Those Phrases from My Dad Which Helped Us during my time as a Brand-New Parent

"I believe I was merely in survival mode for a year."

One-time Made In Chelsea cast member Ryan Libbey anticipated to handle the challenges of being a father.

But the reality rapidly turned out to be "completely different" to what he pictured.

Severe health problems surrounding the birth caused his partner Louise being hospitalised. Abruptly he was forced into becoming her chief support while also taking care of their newborn son Leo.

"I took on every night time, each diaper… every stroll. The role of mother and father," Ryan explained.

After eleven months he became exhausted. That was when a talk with his own dad, on a park bench, that led him to understand he needed help.

The direct phrases "You are not in a good spot. You need support. In what way can I support you?" opened the door for Ryan to speak honestly, look for assistance and find a way back.

His situation is not uncommon, but seldom highlighted. While society is now more comfortable discussing the strain on moms and about postpartum depression, not enough is spoken about the struggles fathers encounter.

Seeking help isn't a weakness to ask for help

Ryan thinks his struggles are symptomatic of a larger failure to open up amongst men, who still internalise damaging ideas of masculinity.

Men, he says, tend to think they must be "the harbour wall that just takes the pounding and remains standing time and again."

"It's not a show of weakness to ask for help.

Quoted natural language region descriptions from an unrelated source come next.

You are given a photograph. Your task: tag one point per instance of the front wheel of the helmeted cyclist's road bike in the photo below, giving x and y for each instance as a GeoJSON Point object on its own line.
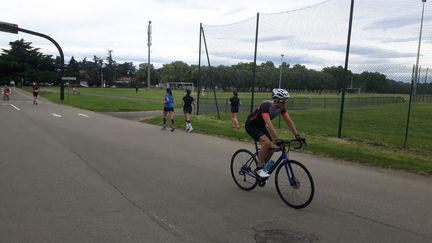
{"type": "Point", "coordinates": [296, 190]}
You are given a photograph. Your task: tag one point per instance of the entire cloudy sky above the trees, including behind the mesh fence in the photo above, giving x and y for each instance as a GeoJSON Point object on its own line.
{"type": "Point", "coordinates": [385, 31]}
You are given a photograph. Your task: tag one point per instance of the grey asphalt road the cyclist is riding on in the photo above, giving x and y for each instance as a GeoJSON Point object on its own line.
{"type": "Point", "coordinates": [70, 175]}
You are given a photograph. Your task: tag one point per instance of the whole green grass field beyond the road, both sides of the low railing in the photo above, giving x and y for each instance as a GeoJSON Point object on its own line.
{"type": "Point", "coordinates": [372, 134]}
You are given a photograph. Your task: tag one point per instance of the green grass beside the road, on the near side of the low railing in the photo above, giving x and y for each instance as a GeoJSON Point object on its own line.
{"type": "Point", "coordinates": [371, 137]}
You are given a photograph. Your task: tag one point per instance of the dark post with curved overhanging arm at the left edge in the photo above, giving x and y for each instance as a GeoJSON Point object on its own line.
{"type": "Point", "coordinates": [13, 28]}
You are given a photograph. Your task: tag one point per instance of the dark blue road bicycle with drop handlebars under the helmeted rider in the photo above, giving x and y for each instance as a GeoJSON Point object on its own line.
{"type": "Point", "coordinates": [293, 180]}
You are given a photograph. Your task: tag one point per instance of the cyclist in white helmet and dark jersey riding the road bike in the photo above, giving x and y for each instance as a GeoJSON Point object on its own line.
{"type": "Point", "coordinates": [260, 127]}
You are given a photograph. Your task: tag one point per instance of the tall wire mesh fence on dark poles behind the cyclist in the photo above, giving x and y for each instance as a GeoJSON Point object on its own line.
{"type": "Point", "coordinates": [305, 49]}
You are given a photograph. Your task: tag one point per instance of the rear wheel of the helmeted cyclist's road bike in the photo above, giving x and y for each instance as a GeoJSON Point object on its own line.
{"type": "Point", "coordinates": [243, 164]}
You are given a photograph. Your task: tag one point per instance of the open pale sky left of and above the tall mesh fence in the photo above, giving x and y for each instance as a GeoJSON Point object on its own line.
{"type": "Point", "coordinates": [85, 28]}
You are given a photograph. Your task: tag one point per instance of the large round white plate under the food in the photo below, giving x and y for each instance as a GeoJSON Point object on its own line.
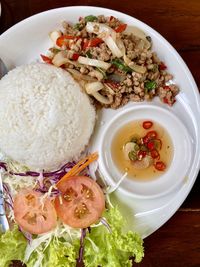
{"type": "Point", "coordinates": [25, 41]}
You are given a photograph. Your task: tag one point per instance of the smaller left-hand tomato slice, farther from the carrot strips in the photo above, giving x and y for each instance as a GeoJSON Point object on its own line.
{"type": "Point", "coordinates": [33, 214]}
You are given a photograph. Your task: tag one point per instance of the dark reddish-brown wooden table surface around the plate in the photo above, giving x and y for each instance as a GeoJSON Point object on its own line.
{"type": "Point", "coordinates": [177, 243]}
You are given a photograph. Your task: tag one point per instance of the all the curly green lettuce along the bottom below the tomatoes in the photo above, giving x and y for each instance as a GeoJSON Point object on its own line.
{"type": "Point", "coordinates": [101, 247]}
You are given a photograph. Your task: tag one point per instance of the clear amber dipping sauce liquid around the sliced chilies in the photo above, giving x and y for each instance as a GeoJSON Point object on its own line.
{"type": "Point", "coordinates": [136, 129]}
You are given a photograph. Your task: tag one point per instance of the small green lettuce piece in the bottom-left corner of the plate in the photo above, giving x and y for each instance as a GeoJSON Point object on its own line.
{"type": "Point", "coordinates": [12, 247]}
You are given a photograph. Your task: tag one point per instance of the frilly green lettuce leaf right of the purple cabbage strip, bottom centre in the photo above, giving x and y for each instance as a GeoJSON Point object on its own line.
{"type": "Point", "coordinates": [106, 249]}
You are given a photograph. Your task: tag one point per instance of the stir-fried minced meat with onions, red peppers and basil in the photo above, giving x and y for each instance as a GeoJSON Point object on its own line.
{"type": "Point", "coordinates": [99, 47]}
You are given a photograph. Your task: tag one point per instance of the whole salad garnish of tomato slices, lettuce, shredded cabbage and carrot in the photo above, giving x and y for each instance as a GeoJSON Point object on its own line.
{"type": "Point", "coordinates": [88, 223]}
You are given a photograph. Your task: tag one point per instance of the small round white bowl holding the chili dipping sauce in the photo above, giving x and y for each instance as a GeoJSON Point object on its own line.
{"type": "Point", "coordinates": [181, 156]}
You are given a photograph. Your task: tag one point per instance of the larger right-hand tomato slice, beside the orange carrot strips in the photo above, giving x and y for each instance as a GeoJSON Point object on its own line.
{"type": "Point", "coordinates": [82, 202]}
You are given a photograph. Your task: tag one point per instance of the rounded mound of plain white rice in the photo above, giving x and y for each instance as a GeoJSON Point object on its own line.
{"type": "Point", "coordinates": [45, 119]}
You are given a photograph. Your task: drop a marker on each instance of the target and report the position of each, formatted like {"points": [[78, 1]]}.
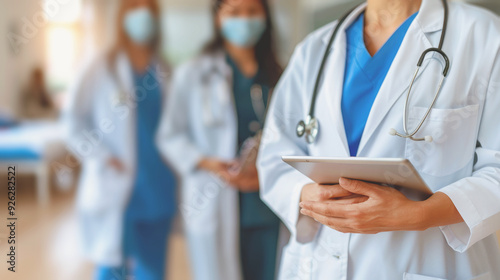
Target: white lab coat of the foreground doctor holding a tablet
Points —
{"points": [[467, 110]]}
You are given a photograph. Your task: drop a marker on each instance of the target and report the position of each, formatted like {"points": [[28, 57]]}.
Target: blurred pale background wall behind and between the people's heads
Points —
{"points": [[61, 34]]}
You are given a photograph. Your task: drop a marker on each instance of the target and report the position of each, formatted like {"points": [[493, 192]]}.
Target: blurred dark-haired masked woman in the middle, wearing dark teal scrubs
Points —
{"points": [[212, 130]]}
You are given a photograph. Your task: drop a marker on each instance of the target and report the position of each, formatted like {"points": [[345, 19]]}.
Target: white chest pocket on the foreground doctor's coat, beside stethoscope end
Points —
{"points": [[454, 133]]}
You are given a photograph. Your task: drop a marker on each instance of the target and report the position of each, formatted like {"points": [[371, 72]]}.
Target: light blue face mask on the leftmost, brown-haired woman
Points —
{"points": [[140, 26]]}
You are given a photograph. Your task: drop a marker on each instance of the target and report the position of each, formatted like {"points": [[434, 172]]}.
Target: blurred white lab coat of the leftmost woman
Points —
{"points": [[101, 118]]}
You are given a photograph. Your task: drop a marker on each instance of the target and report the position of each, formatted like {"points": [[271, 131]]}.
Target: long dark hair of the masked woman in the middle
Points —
{"points": [[265, 52]]}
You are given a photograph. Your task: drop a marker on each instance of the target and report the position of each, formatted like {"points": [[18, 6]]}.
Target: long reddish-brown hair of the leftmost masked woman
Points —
{"points": [[122, 39]]}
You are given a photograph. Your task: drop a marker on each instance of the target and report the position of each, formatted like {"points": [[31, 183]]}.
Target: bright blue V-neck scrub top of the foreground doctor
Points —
{"points": [[364, 76]]}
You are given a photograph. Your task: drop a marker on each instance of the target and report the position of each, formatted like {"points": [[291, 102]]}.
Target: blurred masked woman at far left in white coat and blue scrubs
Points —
{"points": [[126, 200]]}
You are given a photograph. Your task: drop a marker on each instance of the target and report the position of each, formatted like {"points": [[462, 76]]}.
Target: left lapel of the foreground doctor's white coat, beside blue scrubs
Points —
{"points": [[333, 79]]}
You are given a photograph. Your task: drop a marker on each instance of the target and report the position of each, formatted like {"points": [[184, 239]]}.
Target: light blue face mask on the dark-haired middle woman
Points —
{"points": [[243, 32]]}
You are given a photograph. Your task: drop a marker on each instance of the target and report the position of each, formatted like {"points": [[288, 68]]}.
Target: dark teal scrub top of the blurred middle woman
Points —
{"points": [[253, 212]]}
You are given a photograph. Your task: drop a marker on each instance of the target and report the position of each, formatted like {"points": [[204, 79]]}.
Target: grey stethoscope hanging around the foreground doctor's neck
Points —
{"points": [[310, 127]]}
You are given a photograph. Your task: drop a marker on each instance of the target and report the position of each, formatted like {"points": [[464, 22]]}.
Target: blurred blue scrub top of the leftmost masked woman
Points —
{"points": [[154, 194]]}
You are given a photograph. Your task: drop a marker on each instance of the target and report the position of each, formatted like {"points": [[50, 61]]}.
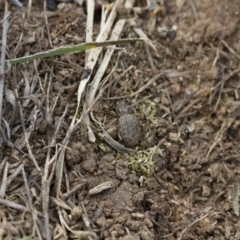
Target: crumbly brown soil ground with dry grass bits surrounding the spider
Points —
{"points": [[190, 115]]}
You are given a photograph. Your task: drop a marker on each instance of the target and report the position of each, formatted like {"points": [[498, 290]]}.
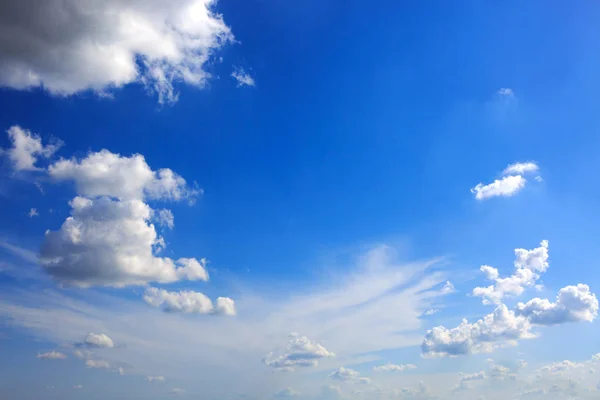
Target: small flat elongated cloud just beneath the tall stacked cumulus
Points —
{"points": [[188, 302]]}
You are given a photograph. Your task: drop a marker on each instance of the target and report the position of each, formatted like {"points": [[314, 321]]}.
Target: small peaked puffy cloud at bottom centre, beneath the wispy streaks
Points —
{"points": [[300, 352]]}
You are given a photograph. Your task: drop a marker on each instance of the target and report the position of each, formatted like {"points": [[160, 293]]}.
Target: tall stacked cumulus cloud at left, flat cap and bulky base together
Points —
{"points": [[109, 239]]}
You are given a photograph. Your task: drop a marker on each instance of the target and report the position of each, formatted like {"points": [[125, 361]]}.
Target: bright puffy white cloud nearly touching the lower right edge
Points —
{"points": [[573, 304]]}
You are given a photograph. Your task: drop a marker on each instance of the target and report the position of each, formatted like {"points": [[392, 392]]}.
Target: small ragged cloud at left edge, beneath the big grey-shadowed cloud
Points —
{"points": [[27, 147]]}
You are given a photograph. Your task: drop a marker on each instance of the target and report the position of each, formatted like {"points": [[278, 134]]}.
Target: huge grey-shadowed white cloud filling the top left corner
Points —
{"points": [[70, 46]]}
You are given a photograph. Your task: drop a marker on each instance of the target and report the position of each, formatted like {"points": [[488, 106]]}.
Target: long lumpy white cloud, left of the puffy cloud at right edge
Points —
{"points": [[495, 329]]}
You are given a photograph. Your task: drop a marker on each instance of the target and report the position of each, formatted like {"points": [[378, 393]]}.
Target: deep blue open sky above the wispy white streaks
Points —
{"points": [[368, 124]]}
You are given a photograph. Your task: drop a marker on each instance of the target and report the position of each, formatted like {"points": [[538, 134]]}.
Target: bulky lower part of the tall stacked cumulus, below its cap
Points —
{"points": [[110, 243]]}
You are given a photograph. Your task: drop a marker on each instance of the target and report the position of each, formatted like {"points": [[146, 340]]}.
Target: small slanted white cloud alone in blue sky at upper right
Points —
{"points": [[510, 184]]}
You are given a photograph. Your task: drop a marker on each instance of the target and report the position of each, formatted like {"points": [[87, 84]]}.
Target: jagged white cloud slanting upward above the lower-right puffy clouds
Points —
{"points": [[528, 265]]}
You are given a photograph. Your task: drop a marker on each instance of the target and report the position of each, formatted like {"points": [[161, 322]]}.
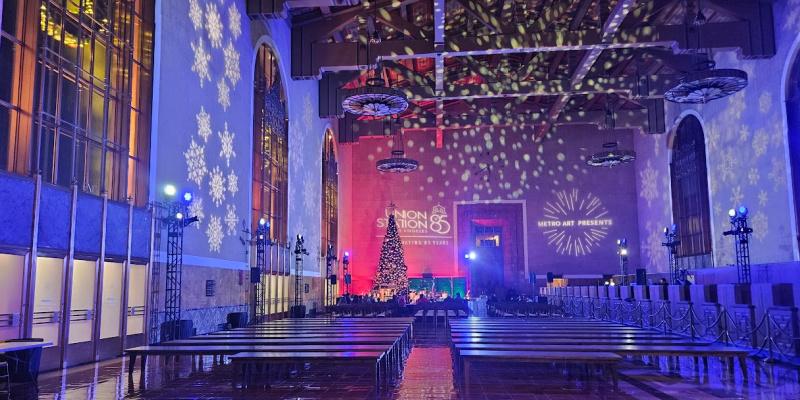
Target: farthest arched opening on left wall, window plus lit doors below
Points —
{"points": [[330, 210]]}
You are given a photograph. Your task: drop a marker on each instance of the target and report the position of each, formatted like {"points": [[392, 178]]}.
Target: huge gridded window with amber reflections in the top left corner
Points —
{"points": [[75, 98]]}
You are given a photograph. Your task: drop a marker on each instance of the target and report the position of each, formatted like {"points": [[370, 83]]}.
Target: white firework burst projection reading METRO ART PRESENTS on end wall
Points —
{"points": [[574, 223]]}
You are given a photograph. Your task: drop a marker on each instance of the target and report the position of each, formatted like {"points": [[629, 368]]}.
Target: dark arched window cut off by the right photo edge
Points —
{"points": [[793, 124]]}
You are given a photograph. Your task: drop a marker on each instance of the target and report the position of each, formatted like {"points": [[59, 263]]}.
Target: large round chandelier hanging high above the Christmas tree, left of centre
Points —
{"points": [[375, 100]]}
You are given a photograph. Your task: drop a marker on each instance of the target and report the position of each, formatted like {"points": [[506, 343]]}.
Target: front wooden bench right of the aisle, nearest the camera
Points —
{"points": [[606, 360]]}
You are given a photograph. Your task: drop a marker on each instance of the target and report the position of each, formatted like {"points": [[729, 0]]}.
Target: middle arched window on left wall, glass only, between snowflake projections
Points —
{"points": [[271, 152]]}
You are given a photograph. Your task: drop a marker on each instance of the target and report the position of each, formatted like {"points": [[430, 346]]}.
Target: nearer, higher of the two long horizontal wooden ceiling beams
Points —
{"points": [[310, 59]]}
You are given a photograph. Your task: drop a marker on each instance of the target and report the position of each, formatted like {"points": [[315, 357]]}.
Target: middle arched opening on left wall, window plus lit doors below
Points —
{"points": [[270, 180]]}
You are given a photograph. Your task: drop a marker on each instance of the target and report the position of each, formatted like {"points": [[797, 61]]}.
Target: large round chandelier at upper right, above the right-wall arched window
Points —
{"points": [[700, 87]]}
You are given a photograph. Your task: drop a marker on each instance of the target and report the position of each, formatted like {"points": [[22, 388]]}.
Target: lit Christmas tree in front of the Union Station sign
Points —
{"points": [[392, 270]]}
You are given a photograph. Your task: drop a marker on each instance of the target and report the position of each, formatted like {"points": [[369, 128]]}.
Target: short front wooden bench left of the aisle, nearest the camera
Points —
{"points": [[250, 361]]}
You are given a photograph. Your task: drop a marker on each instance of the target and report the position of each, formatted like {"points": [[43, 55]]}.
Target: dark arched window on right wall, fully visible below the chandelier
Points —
{"points": [[690, 209]]}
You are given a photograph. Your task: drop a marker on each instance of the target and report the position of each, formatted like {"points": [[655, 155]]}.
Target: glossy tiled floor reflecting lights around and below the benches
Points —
{"points": [[428, 375]]}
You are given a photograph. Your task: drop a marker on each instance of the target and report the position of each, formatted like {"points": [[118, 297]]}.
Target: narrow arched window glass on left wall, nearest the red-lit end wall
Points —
{"points": [[330, 193]]}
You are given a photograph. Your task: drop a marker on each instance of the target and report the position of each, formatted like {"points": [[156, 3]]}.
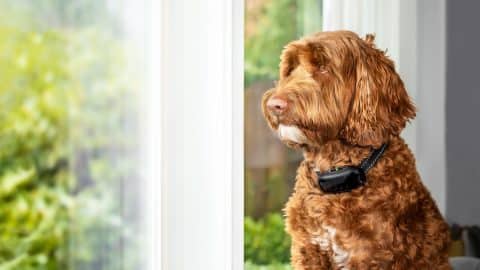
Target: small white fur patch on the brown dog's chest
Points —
{"points": [[326, 241]]}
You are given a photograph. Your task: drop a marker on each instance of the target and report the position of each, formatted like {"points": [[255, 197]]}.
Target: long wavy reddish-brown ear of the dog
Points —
{"points": [[380, 106]]}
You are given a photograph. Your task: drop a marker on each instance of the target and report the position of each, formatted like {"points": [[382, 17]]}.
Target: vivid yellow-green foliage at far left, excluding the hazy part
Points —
{"points": [[33, 180]]}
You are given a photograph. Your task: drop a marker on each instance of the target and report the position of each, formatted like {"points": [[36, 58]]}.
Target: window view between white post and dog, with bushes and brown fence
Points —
{"points": [[269, 166]]}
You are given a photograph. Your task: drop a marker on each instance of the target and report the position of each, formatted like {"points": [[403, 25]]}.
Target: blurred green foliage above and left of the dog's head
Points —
{"points": [[277, 23]]}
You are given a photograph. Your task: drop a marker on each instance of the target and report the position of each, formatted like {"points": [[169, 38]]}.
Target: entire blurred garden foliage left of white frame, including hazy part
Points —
{"points": [[63, 169]]}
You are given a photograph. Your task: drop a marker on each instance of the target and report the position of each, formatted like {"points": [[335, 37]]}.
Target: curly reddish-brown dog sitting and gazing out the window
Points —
{"points": [[338, 98]]}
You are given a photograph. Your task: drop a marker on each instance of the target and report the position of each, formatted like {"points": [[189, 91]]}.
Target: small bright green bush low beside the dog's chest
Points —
{"points": [[266, 241]]}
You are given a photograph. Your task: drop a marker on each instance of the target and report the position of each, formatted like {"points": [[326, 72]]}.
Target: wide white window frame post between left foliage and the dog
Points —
{"points": [[195, 119]]}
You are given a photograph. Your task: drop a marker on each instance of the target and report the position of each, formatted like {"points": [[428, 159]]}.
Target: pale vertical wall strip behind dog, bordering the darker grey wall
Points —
{"points": [[431, 129]]}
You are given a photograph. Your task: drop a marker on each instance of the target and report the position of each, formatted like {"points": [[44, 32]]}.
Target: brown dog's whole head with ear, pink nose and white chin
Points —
{"points": [[335, 85]]}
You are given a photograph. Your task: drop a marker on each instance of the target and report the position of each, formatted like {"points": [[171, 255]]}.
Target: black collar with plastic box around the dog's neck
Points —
{"points": [[348, 178]]}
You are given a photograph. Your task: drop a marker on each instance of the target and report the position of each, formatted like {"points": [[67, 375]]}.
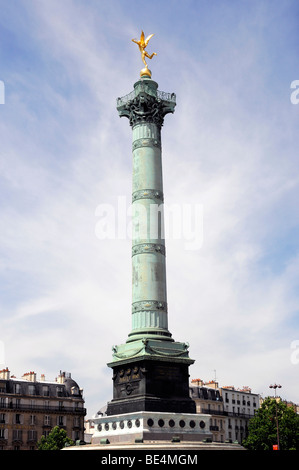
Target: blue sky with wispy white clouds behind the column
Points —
{"points": [[231, 147]]}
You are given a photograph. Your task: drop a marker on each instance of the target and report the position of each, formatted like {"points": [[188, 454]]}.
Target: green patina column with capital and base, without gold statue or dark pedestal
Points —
{"points": [[146, 107]]}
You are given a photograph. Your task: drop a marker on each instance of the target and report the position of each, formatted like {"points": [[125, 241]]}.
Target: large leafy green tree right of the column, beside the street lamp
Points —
{"points": [[262, 428]]}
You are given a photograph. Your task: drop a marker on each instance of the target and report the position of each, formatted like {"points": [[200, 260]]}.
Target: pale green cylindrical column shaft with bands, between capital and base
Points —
{"points": [[149, 297]]}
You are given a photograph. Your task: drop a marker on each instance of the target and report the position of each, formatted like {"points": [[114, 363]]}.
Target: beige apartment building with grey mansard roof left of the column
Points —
{"points": [[30, 408]]}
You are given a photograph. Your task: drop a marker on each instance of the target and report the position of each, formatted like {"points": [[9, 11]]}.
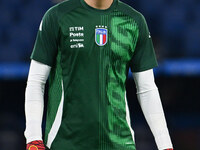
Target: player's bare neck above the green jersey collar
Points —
{"points": [[99, 4]]}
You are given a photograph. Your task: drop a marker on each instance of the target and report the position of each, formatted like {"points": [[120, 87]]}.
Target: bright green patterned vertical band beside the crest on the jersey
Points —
{"points": [[116, 67]]}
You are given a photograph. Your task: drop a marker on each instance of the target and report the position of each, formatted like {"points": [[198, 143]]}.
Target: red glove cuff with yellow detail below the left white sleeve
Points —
{"points": [[35, 145]]}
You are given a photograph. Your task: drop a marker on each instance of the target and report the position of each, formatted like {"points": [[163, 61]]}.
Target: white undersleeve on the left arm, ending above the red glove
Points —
{"points": [[34, 101]]}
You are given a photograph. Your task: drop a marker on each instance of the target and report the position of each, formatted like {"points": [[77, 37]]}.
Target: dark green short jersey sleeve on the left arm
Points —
{"points": [[45, 49]]}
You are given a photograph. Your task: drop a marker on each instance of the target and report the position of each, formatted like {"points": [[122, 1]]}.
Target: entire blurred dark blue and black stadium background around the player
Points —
{"points": [[175, 28]]}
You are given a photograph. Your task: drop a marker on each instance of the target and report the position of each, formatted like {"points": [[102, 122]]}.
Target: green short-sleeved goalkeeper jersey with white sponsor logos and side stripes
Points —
{"points": [[90, 52]]}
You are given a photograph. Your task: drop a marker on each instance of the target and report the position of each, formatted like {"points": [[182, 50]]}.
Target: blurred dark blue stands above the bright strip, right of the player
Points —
{"points": [[175, 26]]}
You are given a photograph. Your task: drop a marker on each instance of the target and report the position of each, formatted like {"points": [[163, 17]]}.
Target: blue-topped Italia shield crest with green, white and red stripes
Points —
{"points": [[101, 35]]}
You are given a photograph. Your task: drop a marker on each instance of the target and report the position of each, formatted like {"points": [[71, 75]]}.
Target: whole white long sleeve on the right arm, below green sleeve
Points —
{"points": [[149, 100]]}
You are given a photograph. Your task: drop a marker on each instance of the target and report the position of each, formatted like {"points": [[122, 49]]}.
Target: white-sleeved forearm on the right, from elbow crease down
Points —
{"points": [[153, 112]]}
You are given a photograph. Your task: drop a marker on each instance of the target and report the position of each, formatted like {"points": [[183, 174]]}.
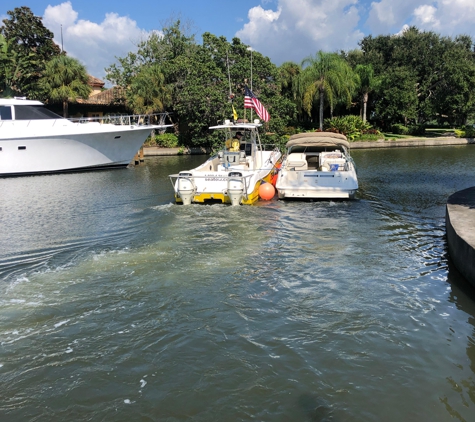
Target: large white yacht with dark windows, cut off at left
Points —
{"points": [[34, 140]]}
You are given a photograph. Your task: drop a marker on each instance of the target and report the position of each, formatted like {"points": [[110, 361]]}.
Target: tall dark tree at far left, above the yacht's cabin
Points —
{"points": [[29, 45]]}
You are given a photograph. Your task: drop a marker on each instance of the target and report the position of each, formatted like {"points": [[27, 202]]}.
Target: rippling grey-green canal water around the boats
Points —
{"points": [[117, 305]]}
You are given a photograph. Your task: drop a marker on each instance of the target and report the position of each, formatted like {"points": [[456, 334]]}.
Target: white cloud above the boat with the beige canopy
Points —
{"points": [[299, 28]]}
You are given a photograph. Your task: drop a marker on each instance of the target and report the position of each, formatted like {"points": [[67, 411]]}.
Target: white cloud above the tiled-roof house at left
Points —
{"points": [[94, 44]]}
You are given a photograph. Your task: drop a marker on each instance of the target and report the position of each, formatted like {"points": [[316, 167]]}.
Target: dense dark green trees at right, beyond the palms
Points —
{"points": [[423, 75]]}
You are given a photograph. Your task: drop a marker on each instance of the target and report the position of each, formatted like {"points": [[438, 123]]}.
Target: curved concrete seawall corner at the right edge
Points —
{"points": [[460, 230]]}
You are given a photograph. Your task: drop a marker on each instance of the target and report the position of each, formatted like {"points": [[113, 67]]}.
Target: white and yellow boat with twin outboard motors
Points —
{"points": [[233, 175]]}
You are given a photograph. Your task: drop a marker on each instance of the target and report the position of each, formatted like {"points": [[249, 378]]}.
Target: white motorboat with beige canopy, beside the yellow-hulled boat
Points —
{"points": [[317, 165]]}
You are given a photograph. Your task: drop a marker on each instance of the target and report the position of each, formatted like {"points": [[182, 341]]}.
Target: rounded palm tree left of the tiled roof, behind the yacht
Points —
{"points": [[65, 80]]}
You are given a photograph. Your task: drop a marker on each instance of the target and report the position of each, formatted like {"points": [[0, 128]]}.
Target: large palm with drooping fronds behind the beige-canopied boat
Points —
{"points": [[325, 76]]}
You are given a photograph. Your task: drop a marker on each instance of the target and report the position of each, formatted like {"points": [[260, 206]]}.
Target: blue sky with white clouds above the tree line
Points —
{"points": [[95, 32]]}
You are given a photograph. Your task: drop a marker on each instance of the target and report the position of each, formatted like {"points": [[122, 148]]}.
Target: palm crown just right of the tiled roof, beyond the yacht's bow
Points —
{"points": [[148, 92]]}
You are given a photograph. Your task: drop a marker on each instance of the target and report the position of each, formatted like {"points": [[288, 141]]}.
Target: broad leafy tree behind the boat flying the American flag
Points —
{"points": [[197, 79]]}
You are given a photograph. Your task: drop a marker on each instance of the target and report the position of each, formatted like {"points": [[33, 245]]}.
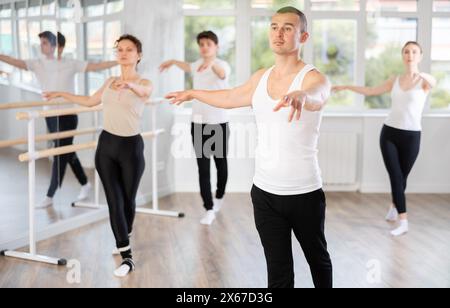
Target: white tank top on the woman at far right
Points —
{"points": [[407, 107]]}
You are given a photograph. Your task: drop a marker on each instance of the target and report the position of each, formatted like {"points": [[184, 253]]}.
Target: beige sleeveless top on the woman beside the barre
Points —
{"points": [[122, 112]]}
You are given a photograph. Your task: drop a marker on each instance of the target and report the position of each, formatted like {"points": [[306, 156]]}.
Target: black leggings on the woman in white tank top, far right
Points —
{"points": [[400, 150]]}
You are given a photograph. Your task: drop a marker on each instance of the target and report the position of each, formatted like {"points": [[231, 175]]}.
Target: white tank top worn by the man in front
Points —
{"points": [[287, 153]]}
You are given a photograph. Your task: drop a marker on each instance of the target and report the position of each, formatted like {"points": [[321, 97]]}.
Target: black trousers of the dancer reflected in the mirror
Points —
{"points": [[61, 124]]}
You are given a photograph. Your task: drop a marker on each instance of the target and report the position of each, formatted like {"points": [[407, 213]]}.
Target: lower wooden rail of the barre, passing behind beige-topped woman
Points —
{"points": [[26, 157]]}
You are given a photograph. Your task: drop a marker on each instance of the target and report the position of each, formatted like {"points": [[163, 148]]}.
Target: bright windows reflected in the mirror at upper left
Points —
{"points": [[99, 26]]}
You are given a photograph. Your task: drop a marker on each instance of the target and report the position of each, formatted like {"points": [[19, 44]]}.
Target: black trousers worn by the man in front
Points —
{"points": [[276, 218]]}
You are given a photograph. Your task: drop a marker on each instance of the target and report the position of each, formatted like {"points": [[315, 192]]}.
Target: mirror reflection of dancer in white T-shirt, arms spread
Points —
{"points": [[58, 74]]}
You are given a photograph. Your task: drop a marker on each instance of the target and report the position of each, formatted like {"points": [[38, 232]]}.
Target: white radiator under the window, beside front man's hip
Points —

I failed to do that quick enough," he adds.

Clinical psychologist Dr Jill Domoney, a expert specialising in mental health surrounding childbirth, says men frequently refuse to accept they're finding things difficult.

They can believe they are "not the right person to be asking for help" - especially in front of a new mother and infant - but she emphasises their mental state is just as important to the unit.

Ryan's chat with his dad offered him the opportunity to request a respite - taking a short trip abroad, outside of the domestic setting, to gain perspective.

He came to see he needed to make a change to consider his and his partner's emotions as well as the practical tasks of taking care of a infant.

When he shared with Louise, he saw he'd missed "what she longed for" -physical connection and listening to her.

Reparenting yourself'

That insight has transformed how Ryan sees parenthood.

He's now writing Leo regular notes about his experiences as a dad, which he aspires his son will read as he matures.

Ryan hopes these will assist his son to more fully comprehend the vocabulary of feelings and interpret his approach to fatherhood.

The idea of "reparenting" is something rapper and songwriter Professor Green - whose name is Stephen Manderson - has also felt keenly since fathering his son Slimane, who is now four.

When he was young Stephen was without stable male parenting. Even with having an "incredible" connection with his dad, deep-held difficult experiences resulted in his father found it hard to cope and was "coming and going" of his life, complicating their relationship.

Stephen says repressing feelings caused him to make "terrible choices" when younger to modify how he was feeling, finding solace in drink and drugs as escapism from the pain.

"You find your way to behaviours that aren't helpful," he notes. "They can temporarily change how you feel, but they will ultimately make things worse."

Advice for Getting By as a New Dad

  • Open up to someone - if you're feeling swamped, tell a friend, your partner or a therapist how you're feeling. It can help to lighten the load and make you feel more supported.
  • Keep up your interests - make time for the activities that made you feel like the person you were before the baby arrived. This might be going for a run, socialising or playing video games.
  • Pay attention to the body - nutritious food, staying active and when you can, getting some sleep, all play a role in how your emotional health is coping.
  • Spend time with other first-time fathers - sharing their stories, the difficult parts, and also the positive moments, can help to validate how you're feeling.
  • Remember that requesting help is not failure - taking care of yourself is the optimal method you can support your family.

When his father subsequently died by suicide, Stephen understandably found it hard to accept the passing, having had no contact with him for years.

Now being a father himself, Stephen's committed not to "perpetuate the cycle" with his child and instead provide the security and nurturing he did not receive.

When his son is about to have a tantrum, for example, they practise "shaking the feelings out" together - processing the feelings safely.

Both Ryan and Stephen explain they have become more balanced, healthier men because they confronted their issues, altered how they talk, and taught themselves to control themselves for their children.

"I'm better… processing things and managing things," says Stephen.

"I wrote that in a note to Leo recently," Ryan shares. "I wrote, sometimes I believe my purpose is to instruct and tell you on life, but the truth is, it's a exchange. I'm learning as much as you are through this experience."

Christopher Walter
Christopher Walter

Maya is a passionate gaming journalist and strategist, known for her detailed reviews and engaging storytelling in the gaming community.